Voltei para a cabana para terminar meu sanduíche. Depois de um tempinho, eu só ouvi Marianne “Where is Clara? She must see this!”. Saí gritando “I am here, what happen?”. Ela só fez apontar para o céu. Eu parei. Simplesmente parei. Estava com um chocolate quente na mão, e ele ficou do jeito que estava, na verdade eu esqueci dele. Marianne avisou que iria tirar umas fotos, que não era para eu me mexer, e eu só consegui dizer “I am speechless, I am frozen, I will not move, don’t you worry”. Depois de um tempo ela sugeriu que eu sentasse em um barquinho para ela tirar outras fotos. Comecei a comentar com ela como tenho pautado minhas viagens com base nas realizações de sonhos, e que eram momentos como aqueles que fazem tudo valer a pena. Claro, comecei a chorar. Ela, toda fofa, parou de tirar foto e veio me dar um abraço. E foi ainda mais linda quando comentou que ela acreditava que todos deviam viver essa experiência (de presenciar o fenômeno da aurora boreal), mas que pessoas como eu mereciam o espetáculo!
Depois ela me deu o cartão de memória (eu tinha fechado o tour com a compra das fotos, mas ela disse que seria presente) e foi tirar foto das outras pessoas. Perguntei se eu podia ficar ali, ela disse que sim, mas que eu devia me lembrar de me aquecer. Aí lembrei do chocolate. Quando fui beber, estava gelado! Não liguei, fiquei lá sentada, sozinha, por um bom tempo, vivendo o meu momento, apreciando mais esse espetáculo da natureza! Passado um tempo tanto George quanto Sarah vieram me perguntar se eu estava bem, rsrsrsrs.

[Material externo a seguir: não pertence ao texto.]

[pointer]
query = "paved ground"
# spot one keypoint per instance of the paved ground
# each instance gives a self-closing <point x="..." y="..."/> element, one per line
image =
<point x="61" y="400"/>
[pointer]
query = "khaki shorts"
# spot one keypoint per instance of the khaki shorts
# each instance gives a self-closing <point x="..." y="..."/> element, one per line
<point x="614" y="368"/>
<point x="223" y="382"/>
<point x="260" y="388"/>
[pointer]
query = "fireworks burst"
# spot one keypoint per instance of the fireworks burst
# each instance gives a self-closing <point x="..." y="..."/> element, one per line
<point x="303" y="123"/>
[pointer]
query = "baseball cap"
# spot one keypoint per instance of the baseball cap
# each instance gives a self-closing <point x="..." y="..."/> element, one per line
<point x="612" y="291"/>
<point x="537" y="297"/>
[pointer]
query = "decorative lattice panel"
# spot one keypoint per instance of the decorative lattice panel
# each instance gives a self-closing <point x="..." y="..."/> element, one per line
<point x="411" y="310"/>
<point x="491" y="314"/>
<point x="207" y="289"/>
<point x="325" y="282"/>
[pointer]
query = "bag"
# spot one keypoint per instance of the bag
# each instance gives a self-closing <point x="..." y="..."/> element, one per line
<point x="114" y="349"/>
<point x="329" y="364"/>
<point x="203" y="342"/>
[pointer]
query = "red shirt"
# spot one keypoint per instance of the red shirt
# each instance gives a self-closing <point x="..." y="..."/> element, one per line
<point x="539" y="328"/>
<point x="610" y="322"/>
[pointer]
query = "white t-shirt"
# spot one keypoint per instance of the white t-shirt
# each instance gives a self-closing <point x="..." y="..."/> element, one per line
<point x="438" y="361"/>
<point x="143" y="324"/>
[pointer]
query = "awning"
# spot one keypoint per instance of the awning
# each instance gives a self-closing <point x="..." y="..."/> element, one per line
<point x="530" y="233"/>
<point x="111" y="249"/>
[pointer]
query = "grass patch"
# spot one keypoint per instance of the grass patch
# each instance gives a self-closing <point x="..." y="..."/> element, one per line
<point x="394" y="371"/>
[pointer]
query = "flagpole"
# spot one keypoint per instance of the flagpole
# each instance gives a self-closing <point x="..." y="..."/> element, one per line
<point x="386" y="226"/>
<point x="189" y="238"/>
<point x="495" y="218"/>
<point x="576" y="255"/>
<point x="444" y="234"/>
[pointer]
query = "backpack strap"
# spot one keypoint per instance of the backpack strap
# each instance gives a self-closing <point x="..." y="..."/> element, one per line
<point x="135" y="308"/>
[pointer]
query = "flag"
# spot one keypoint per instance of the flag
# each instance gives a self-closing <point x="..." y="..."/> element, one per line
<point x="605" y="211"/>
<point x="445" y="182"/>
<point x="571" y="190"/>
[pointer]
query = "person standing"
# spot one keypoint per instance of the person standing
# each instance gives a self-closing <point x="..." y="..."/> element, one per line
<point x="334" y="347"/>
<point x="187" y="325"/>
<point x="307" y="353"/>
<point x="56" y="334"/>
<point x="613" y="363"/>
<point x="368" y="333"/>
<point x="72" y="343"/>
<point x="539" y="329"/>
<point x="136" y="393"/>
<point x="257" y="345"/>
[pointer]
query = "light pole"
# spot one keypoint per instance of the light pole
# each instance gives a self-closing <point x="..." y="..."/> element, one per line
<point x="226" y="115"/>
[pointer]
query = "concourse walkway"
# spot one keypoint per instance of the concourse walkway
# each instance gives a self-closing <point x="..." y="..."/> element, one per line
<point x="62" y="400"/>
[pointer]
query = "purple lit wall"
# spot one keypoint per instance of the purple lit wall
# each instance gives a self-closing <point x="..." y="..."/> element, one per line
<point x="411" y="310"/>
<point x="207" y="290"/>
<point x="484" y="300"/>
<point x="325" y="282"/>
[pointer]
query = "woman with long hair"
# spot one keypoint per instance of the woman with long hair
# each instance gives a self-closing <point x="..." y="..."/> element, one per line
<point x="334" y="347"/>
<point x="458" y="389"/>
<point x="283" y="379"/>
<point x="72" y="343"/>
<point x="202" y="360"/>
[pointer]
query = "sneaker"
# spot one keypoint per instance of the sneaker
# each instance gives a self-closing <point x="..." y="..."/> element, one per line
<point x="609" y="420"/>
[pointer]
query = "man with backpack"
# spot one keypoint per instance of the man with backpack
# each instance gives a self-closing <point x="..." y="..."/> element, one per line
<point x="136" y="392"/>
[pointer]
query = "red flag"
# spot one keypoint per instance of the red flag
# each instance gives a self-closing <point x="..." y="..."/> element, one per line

Sobre a aurora... NÃO esperem as mesmas cores fortes e vivas que se vê em fotos. Esqueça! Dito isso, posso compartilhar o que eu vi “a olho nú” e vivenciei:

·        Sim, dá para ver verde! As vezes mais forte, às vezes mais fraco, mas definitivamente verde!

·        Boa parte das vezes estava mais para uma nevoa esbranquiçada.

·        O espetáculo não está apenas nas cores. Pense você ter um céu estrelado e, de repente, surge algo que vai se movimentando, some, e aparece novamente?

·        Vi a aurora dançando! Depois Sarah me disse que estava lenta, por causa da velocidade dos gases (lembram dos índices?). mas vi dançar, só foi uma música lenta!

·        Vi a “aurora rainbow”. Literalmente quando ela faz um rastro completo de um lado ao outro!

·        Consegui distinguir a olho nu onde estava aurora vermelha. Quem me ajudou nessa foi George.

E foi isso! Depois ainda fomos para um outro local para ver mais um pouco do fenômeno e, às 3h, voltamos para Tromsø.

“Quem não tem um sonho pra realizar...”

Clara, escrevendo sobre o dia 02 de dezembro de 2016.